AMD’s AI chip gains run into Nvidia’s software moat
AMD’s MI355X is presented as a genuine break from the usual Nvidia-challenger cycle, beating Nvidia’s B200 on inference in AMD benchmarks by roughly 30% on Llama 3.1 405B. SemiAnalysis testing also found the MI355X about 40% cheaper per token on one workload, largely because of lower per-GPU rental costs rather than a universal hardware advantage.

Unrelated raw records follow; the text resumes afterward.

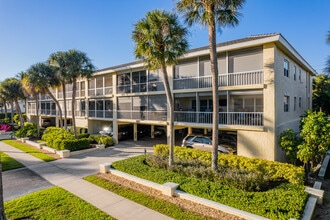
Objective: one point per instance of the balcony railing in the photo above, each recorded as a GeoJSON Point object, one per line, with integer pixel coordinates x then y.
{"type": "Point", "coordinates": [141, 87]}
{"type": "Point", "coordinates": [142, 115]}
{"type": "Point", "coordinates": [225, 118]}
{"type": "Point", "coordinates": [100, 114]}
{"type": "Point", "coordinates": [231, 79]}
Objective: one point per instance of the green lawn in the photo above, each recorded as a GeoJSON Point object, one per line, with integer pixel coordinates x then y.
{"type": "Point", "coordinates": [30, 150]}
{"type": "Point", "coordinates": [151, 202]}
{"type": "Point", "coordinates": [52, 203]}
{"type": "Point", "coordinates": [9, 163]}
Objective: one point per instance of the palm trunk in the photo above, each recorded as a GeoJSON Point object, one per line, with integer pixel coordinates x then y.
{"type": "Point", "coordinates": [215, 93]}
{"type": "Point", "coordinates": [170, 125]}
{"type": "Point", "coordinates": [12, 112]}
{"type": "Point", "coordinates": [2, 209]}
{"type": "Point", "coordinates": [6, 110]}
{"type": "Point", "coordinates": [64, 105]}
{"type": "Point", "coordinates": [73, 104]}
{"type": "Point", "coordinates": [58, 106]}
{"type": "Point", "coordinates": [38, 115]}
{"type": "Point", "coordinates": [18, 109]}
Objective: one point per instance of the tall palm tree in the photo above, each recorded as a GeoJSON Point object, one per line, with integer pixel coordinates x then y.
{"type": "Point", "coordinates": [327, 68]}
{"type": "Point", "coordinates": [57, 61]}
{"type": "Point", "coordinates": [3, 101]}
{"type": "Point", "coordinates": [76, 65]}
{"type": "Point", "coordinates": [30, 88]}
{"type": "Point", "coordinates": [44, 77]}
{"type": "Point", "coordinates": [12, 90]}
{"type": "Point", "coordinates": [212, 13]}
{"type": "Point", "coordinates": [159, 41]}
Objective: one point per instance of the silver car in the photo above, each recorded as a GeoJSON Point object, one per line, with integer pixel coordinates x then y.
{"type": "Point", "coordinates": [202, 143]}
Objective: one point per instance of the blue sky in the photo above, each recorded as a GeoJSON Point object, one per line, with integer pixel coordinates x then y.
{"type": "Point", "coordinates": [33, 29]}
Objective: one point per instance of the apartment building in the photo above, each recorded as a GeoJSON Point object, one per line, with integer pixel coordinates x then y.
{"type": "Point", "coordinates": [265, 85]}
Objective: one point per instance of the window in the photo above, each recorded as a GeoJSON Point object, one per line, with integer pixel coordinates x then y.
{"type": "Point", "coordinates": [286, 103]}
{"type": "Point", "coordinates": [286, 68]}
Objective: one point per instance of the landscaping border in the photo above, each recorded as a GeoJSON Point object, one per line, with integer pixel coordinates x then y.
{"type": "Point", "coordinates": [170, 189]}
{"type": "Point", "coordinates": [61, 153]}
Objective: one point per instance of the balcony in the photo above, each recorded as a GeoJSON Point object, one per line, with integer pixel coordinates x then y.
{"type": "Point", "coordinates": [142, 115]}
{"type": "Point", "coordinates": [231, 79]}
{"type": "Point", "coordinates": [225, 118]}
{"type": "Point", "coordinates": [100, 114]}
{"type": "Point", "coordinates": [150, 86]}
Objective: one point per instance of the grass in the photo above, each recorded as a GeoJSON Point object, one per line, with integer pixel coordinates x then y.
{"type": "Point", "coordinates": [282, 202]}
{"type": "Point", "coordinates": [52, 203]}
{"type": "Point", "coordinates": [29, 150]}
{"type": "Point", "coordinates": [9, 163]}
{"type": "Point", "coordinates": [151, 202]}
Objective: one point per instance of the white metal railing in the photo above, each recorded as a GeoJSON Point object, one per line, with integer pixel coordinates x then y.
{"type": "Point", "coordinates": [100, 114]}
{"type": "Point", "coordinates": [141, 87]}
{"type": "Point", "coordinates": [225, 118]}
{"type": "Point", "coordinates": [142, 115]}
{"type": "Point", "coordinates": [230, 79]}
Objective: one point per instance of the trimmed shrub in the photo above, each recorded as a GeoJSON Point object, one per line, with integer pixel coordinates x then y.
{"type": "Point", "coordinates": [54, 134]}
{"type": "Point", "coordinates": [100, 139]}
{"type": "Point", "coordinates": [74, 144]}
{"type": "Point", "coordinates": [273, 170]}
{"type": "Point", "coordinates": [6, 127]}
{"type": "Point", "coordinates": [284, 201]}
{"type": "Point", "coordinates": [29, 130]}
{"type": "Point", "coordinates": [83, 135]}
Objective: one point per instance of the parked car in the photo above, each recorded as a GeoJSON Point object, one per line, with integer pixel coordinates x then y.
{"type": "Point", "coordinates": [201, 142]}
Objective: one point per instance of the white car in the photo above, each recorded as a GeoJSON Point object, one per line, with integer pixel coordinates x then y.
{"type": "Point", "coordinates": [201, 142]}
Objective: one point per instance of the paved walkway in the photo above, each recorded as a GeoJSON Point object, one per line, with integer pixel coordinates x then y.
{"type": "Point", "coordinates": [68, 172]}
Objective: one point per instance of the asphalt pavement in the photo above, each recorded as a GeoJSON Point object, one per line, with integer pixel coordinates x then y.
{"type": "Point", "coordinates": [68, 173]}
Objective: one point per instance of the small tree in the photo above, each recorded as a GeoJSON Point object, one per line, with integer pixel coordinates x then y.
{"type": "Point", "coordinates": [315, 134]}
{"type": "Point", "coordinates": [289, 142]}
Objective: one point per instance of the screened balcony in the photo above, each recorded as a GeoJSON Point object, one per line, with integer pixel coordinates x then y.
{"type": "Point", "coordinates": [225, 118]}
{"type": "Point", "coordinates": [142, 115]}
{"type": "Point", "coordinates": [231, 79]}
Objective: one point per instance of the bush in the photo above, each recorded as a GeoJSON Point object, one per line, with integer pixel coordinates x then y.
{"type": "Point", "coordinates": [83, 135]}
{"type": "Point", "coordinates": [275, 171]}
{"type": "Point", "coordinates": [6, 127]}
{"type": "Point", "coordinates": [74, 144]}
{"type": "Point", "coordinates": [106, 140]}
{"type": "Point", "coordinates": [54, 135]}
{"type": "Point", "coordinates": [99, 139]}
{"type": "Point", "coordinates": [29, 130]}
{"type": "Point", "coordinates": [284, 201]}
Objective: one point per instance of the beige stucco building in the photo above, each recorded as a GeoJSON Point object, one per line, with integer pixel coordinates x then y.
{"type": "Point", "coordinates": [265, 85]}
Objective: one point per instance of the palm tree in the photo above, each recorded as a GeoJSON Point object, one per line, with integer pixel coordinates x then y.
{"type": "Point", "coordinates": [57, 61]}
{"type": "Point", "coordinates": [3, 101]}
{"type": "Point", "coordinates": [43, 77]}
{"type": "Point", "coordinates": [159, 41]}
{"type": "Point", "coordinates": [327, 68]}
{"type": "Point", "coordinates": [30, 88]}
{"type": "Point", "coordinates": [12, 90]}
{"type": "Point", "coordinates": [76, 65]}
{"type": "Point", "coordinates": [212, 13]}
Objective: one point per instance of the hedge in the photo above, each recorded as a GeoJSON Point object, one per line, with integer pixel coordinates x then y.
{"type": "Point", "coordinates": [284, 201]}
{"type": "Point", "coordinates": [275, 170]}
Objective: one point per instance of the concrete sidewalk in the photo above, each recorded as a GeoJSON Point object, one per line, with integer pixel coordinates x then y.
{"type": "Point", "coordinates": [67, 174]}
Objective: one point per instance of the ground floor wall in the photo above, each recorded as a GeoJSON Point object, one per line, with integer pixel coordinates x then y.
{"type": "Point", "coordinates": [256, 144]}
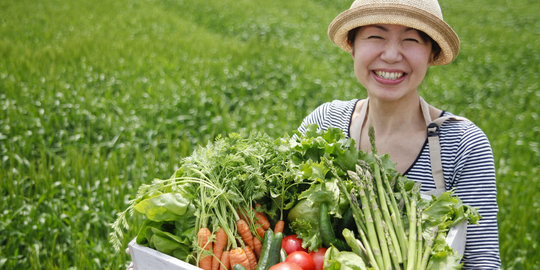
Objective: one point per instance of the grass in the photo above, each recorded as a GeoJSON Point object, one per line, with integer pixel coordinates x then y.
{"type": "Point", "coordinates": [98, 97]}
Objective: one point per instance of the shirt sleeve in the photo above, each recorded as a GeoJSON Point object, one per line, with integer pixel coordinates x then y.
{"type": "Point", "coordinates": [474, 182]}
{"type": "Point", "coordinates": [317, 116]}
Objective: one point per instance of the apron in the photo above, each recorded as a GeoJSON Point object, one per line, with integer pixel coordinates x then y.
{"type": "Point", "coordinates": [457, 235]}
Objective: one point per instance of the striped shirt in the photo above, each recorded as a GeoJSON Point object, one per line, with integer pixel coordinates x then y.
{"type": "Point", "coordinates": [468, 168]}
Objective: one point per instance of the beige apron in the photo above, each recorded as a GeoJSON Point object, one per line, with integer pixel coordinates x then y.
{"type": "Point", "coordinates": [457, 235]}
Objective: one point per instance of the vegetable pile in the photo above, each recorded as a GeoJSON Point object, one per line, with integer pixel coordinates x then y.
{"type": "Point", "coordinates": [249, 201]}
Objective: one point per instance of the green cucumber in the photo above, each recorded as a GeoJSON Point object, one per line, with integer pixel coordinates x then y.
{"type": "Point", "coordinates": [265, 250]}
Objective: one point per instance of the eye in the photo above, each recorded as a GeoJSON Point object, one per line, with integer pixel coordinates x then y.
{"type": "Point", "coordinates": [412, 39]}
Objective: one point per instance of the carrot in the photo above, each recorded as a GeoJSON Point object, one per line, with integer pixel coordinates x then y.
{"type": "Point", "coordinates": [238, 256]}
{"type": "Point", "coordinates": [258, 246]}
{"type": "Point", "coordinates": [219, 245]}
{"type": "Point", "coordinates": [251, 258]}
{"type": "Point", "coordinates": [225, 263]}
{"type": "Point", "coordinates": [205, 259]}
{"type": "Point", "coordinates": [245, 233]}
{"type": "Point", "coordinates": [279, 226]}
{"type": "Point", "coordinates": [260, 231]}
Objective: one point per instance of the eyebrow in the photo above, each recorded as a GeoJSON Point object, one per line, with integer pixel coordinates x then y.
{"type": "Point", "coordinates": [386, 29]}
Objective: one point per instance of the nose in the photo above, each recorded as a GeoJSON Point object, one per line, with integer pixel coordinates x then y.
{"type": "Point", "coordinates": [391, 52]}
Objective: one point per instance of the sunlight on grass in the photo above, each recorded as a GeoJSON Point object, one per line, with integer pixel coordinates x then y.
{"type": "Point", "coordinates": [97, 98]}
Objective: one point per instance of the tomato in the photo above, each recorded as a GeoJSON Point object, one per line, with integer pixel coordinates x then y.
{"type": "Point", "coordinates": [318, 257]}
{"type": "Point", "coordinates": [285, 266]}
{"type": "Point", "coordinates": [292, 243]}
{"type": "Point", "coordinates": [302, 259]}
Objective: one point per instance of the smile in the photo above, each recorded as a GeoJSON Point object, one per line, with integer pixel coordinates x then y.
{"type": "Point", "coordinates": [388, 75]}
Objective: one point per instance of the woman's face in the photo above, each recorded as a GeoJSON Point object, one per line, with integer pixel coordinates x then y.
{"type": "Point", "coordinates": [390, 61]}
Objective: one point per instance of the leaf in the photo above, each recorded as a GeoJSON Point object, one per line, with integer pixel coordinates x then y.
{"type": "Point", "coordinates": [345, 260]}
{"type": "Point", "coordinates": [164, 207]}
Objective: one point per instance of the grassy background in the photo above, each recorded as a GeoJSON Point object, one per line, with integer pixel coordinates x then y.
{"type": "Point", "coordinates": [98, 97]}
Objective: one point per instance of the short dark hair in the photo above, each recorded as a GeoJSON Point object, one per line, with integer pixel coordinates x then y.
{"type": "Point", "coordinates": [435, 48]}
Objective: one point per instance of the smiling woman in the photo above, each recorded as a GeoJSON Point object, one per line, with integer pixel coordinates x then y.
{"type": "Point", "coordinates": [392, 44]}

The coming MI400 line strengthens AMD’s case on paper, with 432GB of HBM4, 19.6 TB/s bandwidth and a 2nm-class process. Its real rival will be Nvidia’s Vera Rubin, due in the second half of 2026, not the B200 systems shipping today; against Rubin’s 288GB HBM4 and ~13 TB/s bandwidth, AMD’s memory lead narrows but remains meaningful.
The bigger obstacle is software. Nvidia’s CUDA platform, launched in 2006, anchors a deep ecosystem of libraries, frameworks, tutorials and developers, making migration expensive even when AMD offers faster or cheaper chips. Nvidia still controls ~80% of the AI accelerator market, while AMD is around 5-7%.
Tools such as OpenAI’s Triton and less CUDA-dependent inference workloads could help AMD gain share, and Microsoft already runs serious inference work on AMD hardware. The likely outcome is not AMD dethroning Nvidia, but becoming a stronger second supplier in a market eager for alternatives.